Professor Laleh Khalili

Office hours

Tuesdays 3-4

Wednesdays 11.30-12.30

Professor Laleh Khalili (she/her)

Professor of Gulf Studies
Institute of Arab and Islamic Studies

I made my way to a PhD in politics by way of an undergraduate degree in engineering and after working for some years as a management consultant in the US. I have been, throughout my scholarly career, compelled with and curious about the workings of transnational movements: of colonial forms of power and violence, of resistance, of ideas and practices, of people, and now of capital and cargo. I have always woven through analyses of gender, racialisation, political violence and political economy in my research, and have been particularly fascinated by both the ongoing violence of empire and the afterlives of colonialism in contemporary politics.

 

I have examined the representations and practices of violence in my first two book, Heroes and Martyrs of Palestine: the Politics of National Commemoration (Cambridge 2007) and Time in the Shadows: Confinement in Counterinsurgency (Stanford 2013) as well as in a volume I co-edited with Jillian Schwedler, titled Policing and Prisons in the Middle East: Formations of Coercion (Hurst 2010). My book Sinews of War and Trade: Shipping and Capitalism in the Arabian Peninsula (Verso 2020) examines the role of maritime infrastructures as conduits of movement of technologies, capital, people and cargo. A complementary long essay/mini-book, The Corporeal Life of Seafaring (Mack Books 2024) attends more closely to the everyday experiences of seafarers on modern mega-freighters. I have also written article (in edited volumes, journals, museum catalogues and magazines) on a range of subjects from the politics of pleasure and gendered subjectivities to trade, finance, collective memory, and the role of happiness in counterinsurgencies, inter alia. I am currently putting the finishing touches on a book of collected essays tentatively titled Extractive Capitalism (Profile Books forthcoming) and planning other projects, on the afterlives of oil and gas after their nationalisation in the Middle East, and on the lifeways and infrastructures of food in martime cultures.

 

Education

2005 Ph.D. Political Science with distinction, Columbia University

Dissertation: Citizens of an Unborn Kingdom: Stateless Palestinian Refugees and Contentious Commemoration

Dissertation Committee: Lisa Anderson, Ira Katznelson, Rashid Khalidi, Anthony Marx, Charles Tilly

1999 Master of International Affairs, School of International & Public Affairs, Columbia University

1991 B.Sc. Chemical Engineering, University of Texas

 

Books

2025 Extractive Capitalism: Commodities, Cargo and Cronyism (Profile, forthcoming)

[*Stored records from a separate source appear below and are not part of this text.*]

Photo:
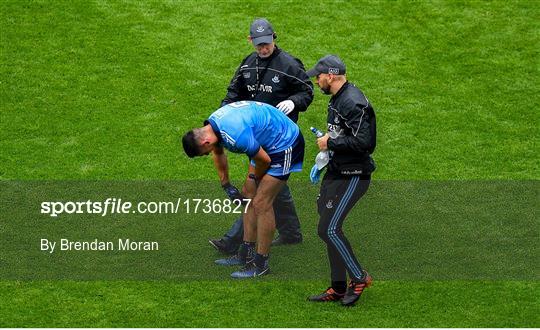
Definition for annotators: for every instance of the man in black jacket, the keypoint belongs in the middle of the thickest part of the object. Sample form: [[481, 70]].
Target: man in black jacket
[[350, 140], [272, 76]]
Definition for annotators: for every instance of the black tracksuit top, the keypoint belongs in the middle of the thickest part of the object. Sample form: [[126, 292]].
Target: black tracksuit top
[[352, 130], [281, 77]]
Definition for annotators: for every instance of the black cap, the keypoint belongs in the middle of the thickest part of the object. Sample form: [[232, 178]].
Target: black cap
[[330, 64], [261, 32]]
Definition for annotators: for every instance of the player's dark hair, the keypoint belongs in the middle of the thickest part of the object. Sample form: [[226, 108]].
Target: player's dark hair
[[189, 142]]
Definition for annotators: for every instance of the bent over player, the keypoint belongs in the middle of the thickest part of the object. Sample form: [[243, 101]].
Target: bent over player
[[275, 147], [351, 139]]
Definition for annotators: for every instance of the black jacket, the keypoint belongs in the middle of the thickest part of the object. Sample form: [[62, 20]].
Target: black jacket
[[352, 130], [281, 77]]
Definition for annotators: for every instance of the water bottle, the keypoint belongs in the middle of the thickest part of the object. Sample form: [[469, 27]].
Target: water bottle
[[323, 157], [317, 133]]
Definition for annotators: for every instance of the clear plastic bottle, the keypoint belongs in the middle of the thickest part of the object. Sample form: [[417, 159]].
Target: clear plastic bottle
[[323, 157]]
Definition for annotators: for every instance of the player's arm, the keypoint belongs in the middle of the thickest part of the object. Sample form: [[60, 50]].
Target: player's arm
[[262, 163], [234, 91], [222, 165]]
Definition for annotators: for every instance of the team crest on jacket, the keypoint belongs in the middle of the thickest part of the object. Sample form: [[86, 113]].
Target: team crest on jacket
[[329, 204]]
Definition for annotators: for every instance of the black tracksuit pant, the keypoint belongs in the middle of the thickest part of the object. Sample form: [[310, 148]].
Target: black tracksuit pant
[[338, 195]]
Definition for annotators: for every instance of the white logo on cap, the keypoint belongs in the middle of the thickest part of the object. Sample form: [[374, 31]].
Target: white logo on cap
[[333, 70]]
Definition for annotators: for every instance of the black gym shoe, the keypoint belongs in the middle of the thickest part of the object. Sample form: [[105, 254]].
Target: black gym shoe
[[280, 240], [329, 295], [222, 246], [354, 291]]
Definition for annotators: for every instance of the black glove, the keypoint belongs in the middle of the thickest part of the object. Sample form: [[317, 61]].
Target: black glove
[[233, 193]]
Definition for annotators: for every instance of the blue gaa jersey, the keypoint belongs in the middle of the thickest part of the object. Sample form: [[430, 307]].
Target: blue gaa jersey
[[246, 126]]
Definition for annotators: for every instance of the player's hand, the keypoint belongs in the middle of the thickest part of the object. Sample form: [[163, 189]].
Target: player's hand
[[233, 193], [315, 174], [286, 106]]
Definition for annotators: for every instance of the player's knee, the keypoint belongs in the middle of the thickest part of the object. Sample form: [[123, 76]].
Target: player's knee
[[261, 206], [322, 231]]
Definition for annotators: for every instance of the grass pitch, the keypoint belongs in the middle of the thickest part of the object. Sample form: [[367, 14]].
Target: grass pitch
[[102, 90]]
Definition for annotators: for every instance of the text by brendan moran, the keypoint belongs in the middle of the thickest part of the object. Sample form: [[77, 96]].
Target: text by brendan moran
[[126, 244]]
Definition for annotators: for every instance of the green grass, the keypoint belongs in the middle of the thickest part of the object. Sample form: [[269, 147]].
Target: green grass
[[267, 304], [86, 86], [102, 90]]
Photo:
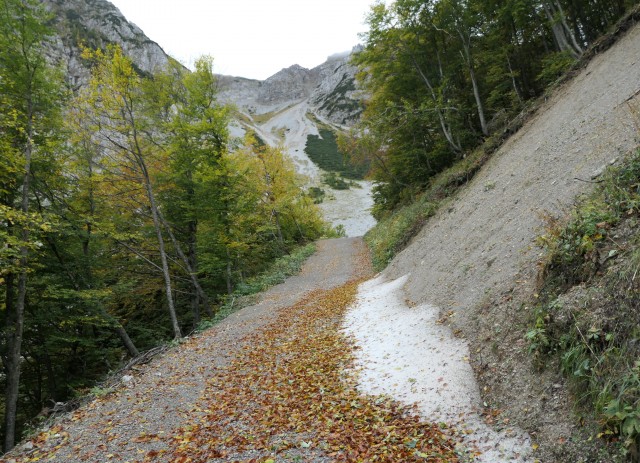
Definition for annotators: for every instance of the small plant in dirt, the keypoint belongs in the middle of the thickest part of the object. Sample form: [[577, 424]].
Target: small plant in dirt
[[588, 316], [316, 194], [323, 150], [277, 273]]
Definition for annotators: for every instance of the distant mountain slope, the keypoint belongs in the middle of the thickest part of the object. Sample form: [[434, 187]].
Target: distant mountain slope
[[95, 24], [282, 110]]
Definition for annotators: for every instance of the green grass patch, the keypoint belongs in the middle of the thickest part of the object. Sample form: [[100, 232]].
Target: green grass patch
[[394, 230], [266, 117], [588, 317], [277, 273], [323, 151]]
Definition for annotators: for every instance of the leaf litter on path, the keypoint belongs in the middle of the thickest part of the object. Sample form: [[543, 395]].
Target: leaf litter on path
[[288, 398]]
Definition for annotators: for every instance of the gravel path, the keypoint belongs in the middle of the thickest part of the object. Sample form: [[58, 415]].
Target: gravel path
[[163, 395]]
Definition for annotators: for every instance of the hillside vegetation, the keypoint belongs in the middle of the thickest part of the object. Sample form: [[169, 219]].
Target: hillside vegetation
[[578, 319], [126, 217], [442, 76]]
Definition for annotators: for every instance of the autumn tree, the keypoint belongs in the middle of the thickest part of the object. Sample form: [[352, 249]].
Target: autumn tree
[[114, 104]]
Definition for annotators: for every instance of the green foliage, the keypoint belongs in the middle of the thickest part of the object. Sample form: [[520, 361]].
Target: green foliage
[[323, 150], [277, 273], [588, 315], [393, 232], [441, 76], [336, 182], [316, 194]]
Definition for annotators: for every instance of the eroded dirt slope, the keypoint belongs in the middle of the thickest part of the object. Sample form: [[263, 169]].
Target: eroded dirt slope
[[478, 256]]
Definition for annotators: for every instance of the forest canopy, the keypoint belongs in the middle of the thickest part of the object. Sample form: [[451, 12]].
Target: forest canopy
[[126, 213]]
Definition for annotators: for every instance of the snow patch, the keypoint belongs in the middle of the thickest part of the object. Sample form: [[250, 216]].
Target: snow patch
[[405, 354]]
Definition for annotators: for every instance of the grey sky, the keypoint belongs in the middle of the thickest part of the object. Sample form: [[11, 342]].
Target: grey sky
[[250, 38]]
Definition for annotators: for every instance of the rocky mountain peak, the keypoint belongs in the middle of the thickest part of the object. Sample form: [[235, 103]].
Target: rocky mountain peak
[[96, 24], [292, 83]]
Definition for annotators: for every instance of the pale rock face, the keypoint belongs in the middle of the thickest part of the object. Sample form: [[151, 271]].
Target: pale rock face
[[98, 23]]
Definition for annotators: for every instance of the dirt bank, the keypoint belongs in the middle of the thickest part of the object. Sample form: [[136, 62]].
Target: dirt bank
[[477, 258]]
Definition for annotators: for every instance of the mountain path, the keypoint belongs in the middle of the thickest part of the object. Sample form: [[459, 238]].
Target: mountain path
[[156, 400]]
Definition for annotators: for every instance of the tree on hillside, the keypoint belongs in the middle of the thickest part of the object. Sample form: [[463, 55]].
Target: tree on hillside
[[439, 75], [30, 93], [194, 134], [114, 104]]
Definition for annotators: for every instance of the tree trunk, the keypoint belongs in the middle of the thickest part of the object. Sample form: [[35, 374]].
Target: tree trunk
[[446, 130], [200, 294], [564, 37], [155, 213], [228, 274], [15, 325]]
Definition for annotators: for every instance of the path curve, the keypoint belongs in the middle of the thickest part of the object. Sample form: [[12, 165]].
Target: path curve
[[163, 395]]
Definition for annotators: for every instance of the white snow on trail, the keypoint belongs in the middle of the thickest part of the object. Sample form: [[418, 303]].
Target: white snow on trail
[[289, 128], [406, 354]]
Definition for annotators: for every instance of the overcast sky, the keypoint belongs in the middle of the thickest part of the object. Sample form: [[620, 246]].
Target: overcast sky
[[250, 38]]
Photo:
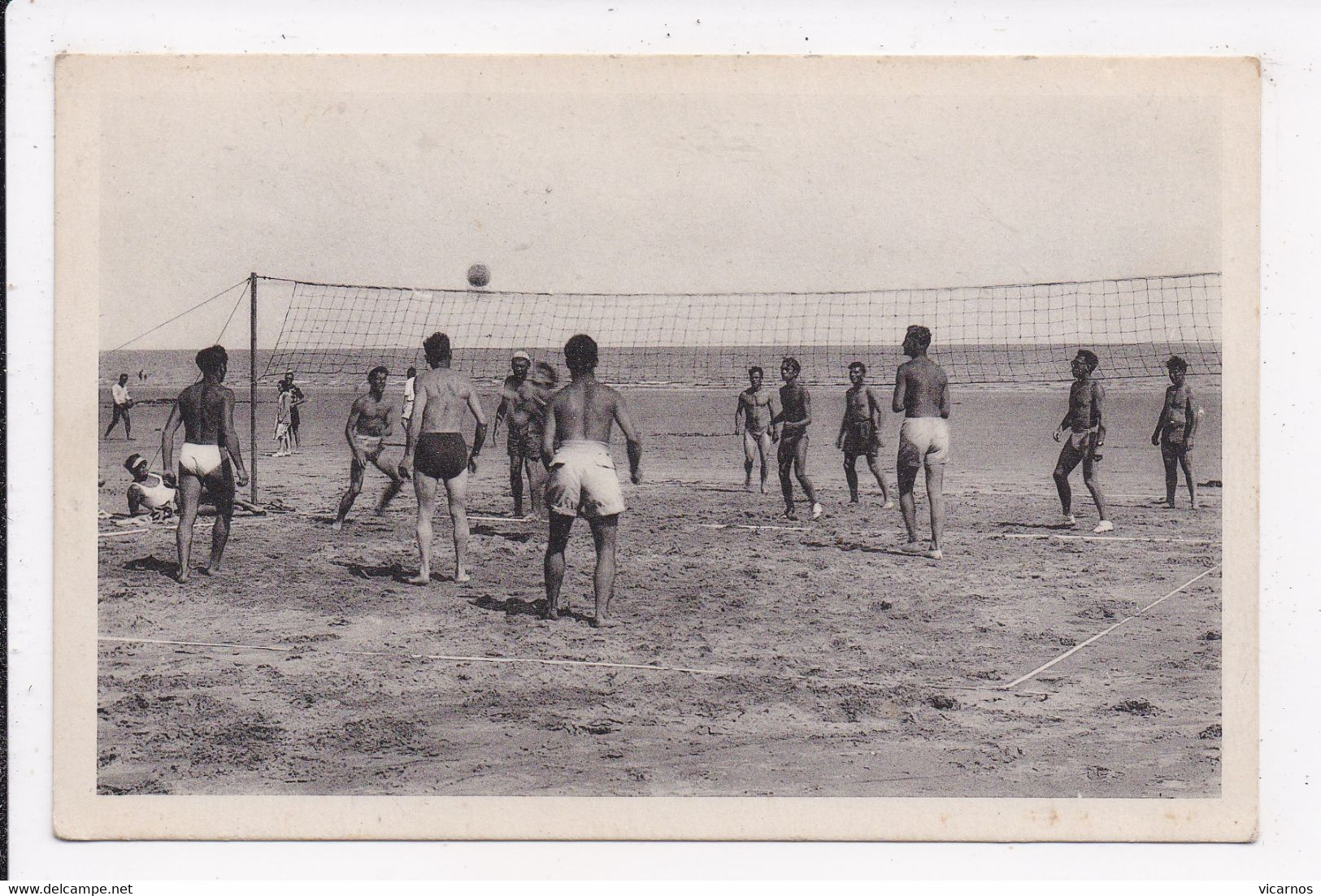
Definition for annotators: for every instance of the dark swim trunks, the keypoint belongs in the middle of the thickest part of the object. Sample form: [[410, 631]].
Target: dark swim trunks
[[440, 455]]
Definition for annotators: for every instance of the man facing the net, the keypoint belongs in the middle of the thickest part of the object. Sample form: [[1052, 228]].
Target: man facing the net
[[860, 433], [437, 454], [581, 479], [1086, 435], [752, 422], [923, 397], [370, 422], [796, 415]]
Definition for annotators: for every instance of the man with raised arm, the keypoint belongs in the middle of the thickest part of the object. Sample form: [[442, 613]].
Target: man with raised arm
[[752, 422], [860, 433], [1086, 433], [209, 459], [796, 415], [437, 452], [524, 405], [581, 479], [370, 423], [1175, 428], [923, 397]]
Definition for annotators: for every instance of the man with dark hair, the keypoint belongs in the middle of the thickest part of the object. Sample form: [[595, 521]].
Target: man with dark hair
[[796, 415], [370, 422], [860, 433], [1175, 428], [437, 454], [526, 409], [1086, 428], [120, 402], [209, 459], [752, 422], [923, 397], [581, 479]]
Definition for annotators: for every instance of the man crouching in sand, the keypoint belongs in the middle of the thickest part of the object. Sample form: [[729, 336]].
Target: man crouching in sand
[[576, 451]]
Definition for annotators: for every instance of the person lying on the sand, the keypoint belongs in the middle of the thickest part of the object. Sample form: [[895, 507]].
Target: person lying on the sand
[[923, 397], [581, 479], [370, 422], [437, 451], [1086, 427], [209, 460]]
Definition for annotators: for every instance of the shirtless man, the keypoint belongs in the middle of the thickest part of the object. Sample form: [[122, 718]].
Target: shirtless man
[[524, 405], [752, 422], [860, 433], [209, 459], [437, 454], [1175, 428], [923, 397], [794, 416], [1086, 430], [576, 452], [370, 422]]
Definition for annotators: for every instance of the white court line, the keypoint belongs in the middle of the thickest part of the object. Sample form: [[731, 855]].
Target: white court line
[[424, 655], [1101, 634]]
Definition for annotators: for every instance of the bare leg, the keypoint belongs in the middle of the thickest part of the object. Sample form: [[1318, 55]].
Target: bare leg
[[515, 484], [602, 533], [880, 477], [456, 490], [554, 566], [355, 473], [391, 488], [908, 502], [851, 476], [936, 497], [1188, 477], [426, 489], [189, 497]]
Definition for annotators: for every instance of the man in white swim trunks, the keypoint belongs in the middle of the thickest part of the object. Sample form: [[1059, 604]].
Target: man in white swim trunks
[[576, 451], [754, 424], [923, 397], [370, 422], [1086, 428], [437, 451], [120, 402], [209, 460]]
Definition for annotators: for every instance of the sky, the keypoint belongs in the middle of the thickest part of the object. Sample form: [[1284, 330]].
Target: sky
[[406, 173]]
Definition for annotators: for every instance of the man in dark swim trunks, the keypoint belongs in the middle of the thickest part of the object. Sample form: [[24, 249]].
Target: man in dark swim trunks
[[211, 458], [437, 452], [794, 416]]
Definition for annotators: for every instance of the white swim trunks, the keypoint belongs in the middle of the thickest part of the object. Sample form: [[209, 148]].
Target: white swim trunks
[[583, 481], [923, 441]]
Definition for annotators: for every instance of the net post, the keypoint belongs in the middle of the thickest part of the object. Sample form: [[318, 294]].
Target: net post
[[253, 385]]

2024 The Corporeal Life of Seafaring (Mack Books).

2020 Sinews of War and Trade (Verso).

Paperback edition with a new foreword issued in 2021.

2013 Time in the Shadows: Confinement in Counterinsurgencies (Stanford University Press).

Awarded the Susan Strange Best Book Award 2012 by the British International Studies Association;

Winner of the 2014 Best Book award of the International Political Sociology section of the ISA;

Selected as an “Outstanding Academic Title” of 2013 by Choice.

2007 Heroes and Martyrs of Palestine: The Politics of National Commemoration (Cambridge University Press).

 

Edited Volumes

2010 Policing and Prisons in the Middle East: Formations of Coercion. Co-edited with Jillian Schwedler (Hurst & Co./Oxford University Press).

2008 Politics of the Modern Arab World: Critical Concepts, Volumes I through IV (Routledge). Individual volumes are titled (I) State, Power and Political Economy; (II) Gender, Society, Culture; (III) Political and Social Movements; and (IV) International Politics and War.